What does success look like?
Last week I asked my editors to share the following with everyone on their staff:
Ask yourself
1) How many page views did your work generate this week? What can you point to that you know is yours?
2) What did you do to get your work in front of everyone who would have been served by it?
- How did you use social media to expose your work?
- What guerilla tactics did you employ?
- Who did you partner with to expand the audience?
3) What can you point to that would show proof that you served a larger audience this week than last? What did you do this week that was new?
4) How did your work influence your audience? What evidence can you point to that shows impact?
5) What was the least valuable thing you did this week, and how can you avoid doing it again?
This is unusual stuff to be talking about in a newsroom. Our traditional goals — beyond the absolute basics of ensuring that everything we publish is truthful, accurate and fair — have involved such things as making deadline, getting front-page play and winning awards. That’s what success used to look like.

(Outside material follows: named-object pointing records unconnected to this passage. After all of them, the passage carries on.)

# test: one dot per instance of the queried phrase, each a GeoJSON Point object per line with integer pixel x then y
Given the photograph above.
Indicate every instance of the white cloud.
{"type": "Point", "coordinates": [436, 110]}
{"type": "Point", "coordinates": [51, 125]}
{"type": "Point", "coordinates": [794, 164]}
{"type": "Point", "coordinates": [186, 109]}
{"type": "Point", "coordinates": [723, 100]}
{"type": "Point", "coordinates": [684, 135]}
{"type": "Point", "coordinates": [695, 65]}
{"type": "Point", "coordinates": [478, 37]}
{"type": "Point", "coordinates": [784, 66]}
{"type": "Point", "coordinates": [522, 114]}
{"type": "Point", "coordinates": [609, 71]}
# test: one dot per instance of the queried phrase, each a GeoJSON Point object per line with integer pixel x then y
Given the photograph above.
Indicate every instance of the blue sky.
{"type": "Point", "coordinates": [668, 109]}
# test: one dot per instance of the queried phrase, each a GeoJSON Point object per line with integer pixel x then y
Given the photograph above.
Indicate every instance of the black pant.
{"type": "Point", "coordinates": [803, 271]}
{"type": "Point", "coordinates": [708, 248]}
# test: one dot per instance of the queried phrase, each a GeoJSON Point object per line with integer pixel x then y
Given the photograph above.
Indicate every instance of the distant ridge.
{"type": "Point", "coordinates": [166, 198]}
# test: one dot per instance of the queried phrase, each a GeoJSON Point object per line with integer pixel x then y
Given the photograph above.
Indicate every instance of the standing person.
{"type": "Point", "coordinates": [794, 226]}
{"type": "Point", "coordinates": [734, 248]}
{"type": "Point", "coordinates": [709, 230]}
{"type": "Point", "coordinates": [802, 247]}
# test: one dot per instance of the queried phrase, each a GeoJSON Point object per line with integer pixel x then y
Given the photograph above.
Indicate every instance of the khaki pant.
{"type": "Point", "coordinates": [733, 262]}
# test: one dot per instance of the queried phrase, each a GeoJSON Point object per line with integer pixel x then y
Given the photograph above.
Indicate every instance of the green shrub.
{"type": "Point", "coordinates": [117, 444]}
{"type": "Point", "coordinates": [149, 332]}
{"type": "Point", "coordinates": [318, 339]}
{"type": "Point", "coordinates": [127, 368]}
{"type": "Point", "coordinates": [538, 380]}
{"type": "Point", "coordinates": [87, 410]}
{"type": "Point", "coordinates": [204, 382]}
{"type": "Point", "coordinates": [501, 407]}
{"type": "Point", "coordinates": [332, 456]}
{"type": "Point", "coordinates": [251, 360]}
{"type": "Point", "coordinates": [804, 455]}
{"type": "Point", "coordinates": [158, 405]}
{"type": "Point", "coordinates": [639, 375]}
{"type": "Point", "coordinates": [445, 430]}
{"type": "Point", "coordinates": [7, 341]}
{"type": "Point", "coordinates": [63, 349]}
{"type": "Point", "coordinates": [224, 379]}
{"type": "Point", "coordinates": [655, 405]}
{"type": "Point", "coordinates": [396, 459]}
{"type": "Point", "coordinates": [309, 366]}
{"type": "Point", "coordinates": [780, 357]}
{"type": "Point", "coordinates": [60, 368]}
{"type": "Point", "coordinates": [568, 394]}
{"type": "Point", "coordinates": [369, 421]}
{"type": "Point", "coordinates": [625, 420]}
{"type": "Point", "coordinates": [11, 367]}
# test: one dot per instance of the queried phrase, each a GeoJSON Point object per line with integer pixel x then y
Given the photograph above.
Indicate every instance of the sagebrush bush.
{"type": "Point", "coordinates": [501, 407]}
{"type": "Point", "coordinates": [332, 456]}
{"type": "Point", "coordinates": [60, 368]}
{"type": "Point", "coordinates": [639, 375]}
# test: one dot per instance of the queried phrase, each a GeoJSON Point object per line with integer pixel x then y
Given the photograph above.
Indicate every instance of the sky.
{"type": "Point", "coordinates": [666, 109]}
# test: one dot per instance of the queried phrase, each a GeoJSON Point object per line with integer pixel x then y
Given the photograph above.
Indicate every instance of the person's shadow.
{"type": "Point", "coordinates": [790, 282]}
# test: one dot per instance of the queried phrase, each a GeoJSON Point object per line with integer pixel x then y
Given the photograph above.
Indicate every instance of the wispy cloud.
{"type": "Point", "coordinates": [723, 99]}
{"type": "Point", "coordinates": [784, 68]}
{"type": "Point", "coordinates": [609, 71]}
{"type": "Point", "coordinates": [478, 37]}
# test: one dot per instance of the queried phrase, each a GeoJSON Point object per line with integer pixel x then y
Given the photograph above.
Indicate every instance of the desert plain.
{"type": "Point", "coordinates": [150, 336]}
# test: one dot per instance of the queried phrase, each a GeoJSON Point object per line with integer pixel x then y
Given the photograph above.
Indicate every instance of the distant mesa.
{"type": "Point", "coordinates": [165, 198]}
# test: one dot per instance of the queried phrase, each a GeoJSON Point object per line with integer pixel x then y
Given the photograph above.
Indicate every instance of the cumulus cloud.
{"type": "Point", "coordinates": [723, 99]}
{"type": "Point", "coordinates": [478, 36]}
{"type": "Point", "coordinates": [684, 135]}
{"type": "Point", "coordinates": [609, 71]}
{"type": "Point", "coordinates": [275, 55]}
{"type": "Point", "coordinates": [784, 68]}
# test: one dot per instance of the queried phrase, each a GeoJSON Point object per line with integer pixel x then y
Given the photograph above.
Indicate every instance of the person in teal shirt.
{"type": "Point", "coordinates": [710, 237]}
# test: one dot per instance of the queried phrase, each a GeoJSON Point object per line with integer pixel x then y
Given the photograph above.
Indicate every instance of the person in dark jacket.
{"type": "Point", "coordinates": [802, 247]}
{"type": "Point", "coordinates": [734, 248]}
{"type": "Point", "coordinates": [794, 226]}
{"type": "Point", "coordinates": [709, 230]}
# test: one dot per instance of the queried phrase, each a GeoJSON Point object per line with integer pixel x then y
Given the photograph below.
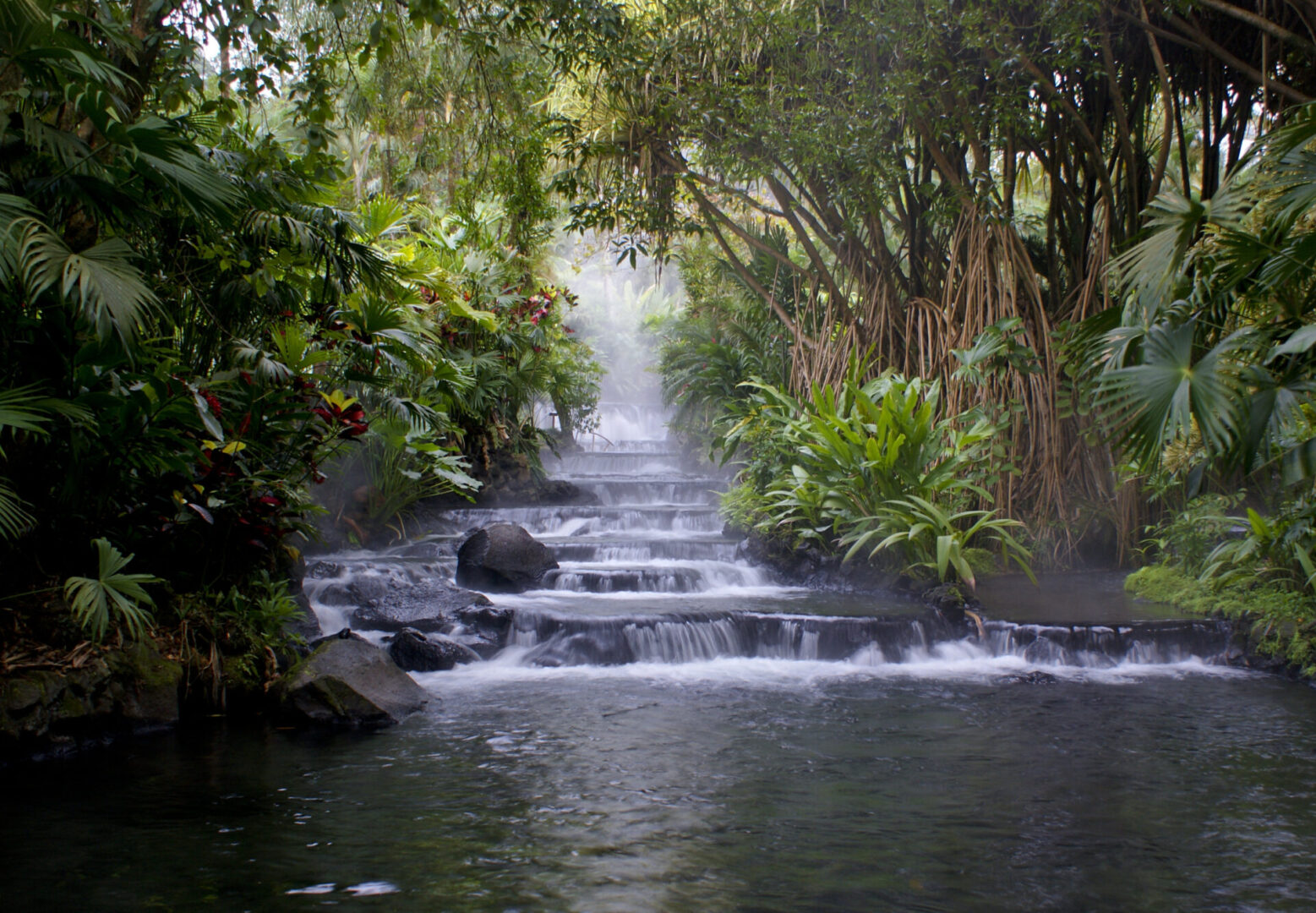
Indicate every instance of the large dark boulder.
{"type": "Point", "coordinates": [428, 605]}
{"type": "Point", "coordinates": [347, 681]}
{"type": "Point", "coordinates": [49, 713]}
{"type": "Point", "coordinates": [503, 558]}
{"type": "Point", "coordinates": [418, 653]}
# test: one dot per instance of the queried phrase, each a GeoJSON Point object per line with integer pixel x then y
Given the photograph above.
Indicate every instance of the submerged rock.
{"type": "Point", "coordinates": [50, 713]}
{"type": "Point", "coordinates": [1036, 676]}
{"type": "Point", "coordinates": [428, 605]}
{"type": "Point", "coordinates": [503, 558]}
{"type": "Point", "coordinates": [418, 653]}
{"type": "Point", "coordinates": [347, 681]}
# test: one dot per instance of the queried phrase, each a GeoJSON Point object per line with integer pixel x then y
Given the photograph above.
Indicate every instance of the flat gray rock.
{"type": "Point", "coordinates": [434, 653]}
{"type": "Point", "coordinates": [349, 681]}
{"type": "Point", "coordinates": [428, 605]}
{"type": "Point", "coordinates": [503, 558]}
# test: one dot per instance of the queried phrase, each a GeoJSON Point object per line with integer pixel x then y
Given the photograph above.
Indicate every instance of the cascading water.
{"type": "Point", "coordinates": [663, 726]}
{"type": "Point", "coordinates": [647, 577]}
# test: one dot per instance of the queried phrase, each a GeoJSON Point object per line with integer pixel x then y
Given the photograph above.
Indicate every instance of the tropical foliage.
{"type": "Point", "coordinates": [871, 468]}
{"type": "Point", "coordinates": [203, 323]}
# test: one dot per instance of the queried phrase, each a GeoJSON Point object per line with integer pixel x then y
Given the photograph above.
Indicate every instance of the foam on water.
{"type": "Point", "coordinates": [947, 662]}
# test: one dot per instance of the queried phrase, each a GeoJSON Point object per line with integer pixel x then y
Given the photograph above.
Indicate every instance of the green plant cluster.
{"type": "Point", "coordinates": [874, 470]}
{"type": "Point", "coordinates": [200, 326]}
{"type": "Point", "coordinates": [1281, 620]}
{"type": "Point", "coordinates": [722, 337]}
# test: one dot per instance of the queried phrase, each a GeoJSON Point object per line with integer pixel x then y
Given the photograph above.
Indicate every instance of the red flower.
{"type": "Point", "coordinates": [214, 402]}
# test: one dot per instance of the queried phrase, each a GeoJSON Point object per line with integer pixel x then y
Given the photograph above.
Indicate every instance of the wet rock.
{"type": "Point", "coordinates": [347, 681]}
{"type": "Point", "coordinates": [52, 713]}
{"type": "Point", "coordinates": [428, 605]}
{"type": "Point", "coordinates": [503, 558]}
{"type": "Point", "coordinates": [324, 570]}
{"type": "Point", "coordinates": [418, 653]}
{"type": "Point", "coordinates": [1036, 676]}
{"type": "Point", "coordinates": [950, 603]}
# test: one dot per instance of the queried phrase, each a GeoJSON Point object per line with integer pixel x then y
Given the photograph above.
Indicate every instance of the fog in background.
{"type": "Point", "coordinates": [614, 303]}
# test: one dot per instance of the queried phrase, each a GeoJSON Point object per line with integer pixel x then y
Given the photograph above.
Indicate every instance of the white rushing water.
{"type": "Point", "coordinates": [649, 586]}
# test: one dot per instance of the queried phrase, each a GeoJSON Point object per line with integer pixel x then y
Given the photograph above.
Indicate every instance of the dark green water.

But in the new world of media — one in which user-generated content is on equal footing with original reporting, and in which the front page of the paper is of fleeting concern — we need a new vision of success.
Indeed, it is unreasonable for me, as managing editor, to ask people to succeed if I cannot provide a gauge for success. That is what motivated me to write these five points.
I do not believe that there is a one-size-fits-all solution for this or any newsroom. I do not believe that any journalist can pull a worksheet off the shelf and use it to gauge success. But I do believe that we each must find specific targets to aim at, and track our progress carefully.
Ideally, such efforts will provide bragging rights for everyone in this newsroom. At any moment, anyone should be able to answer the question, “How have you helped us meet our goal?” Supervisors should include feedback from these five points in annual reviews to shine a light on specific accomplishments and long-term progress.
Digital First social media guru Steve Buttry today wrote about similar concepts, though in much more detail. I will be interested in his continuing look at this important topic.
Every successful venture needs a road map. Readjust as needed along the way, but never leave home without it.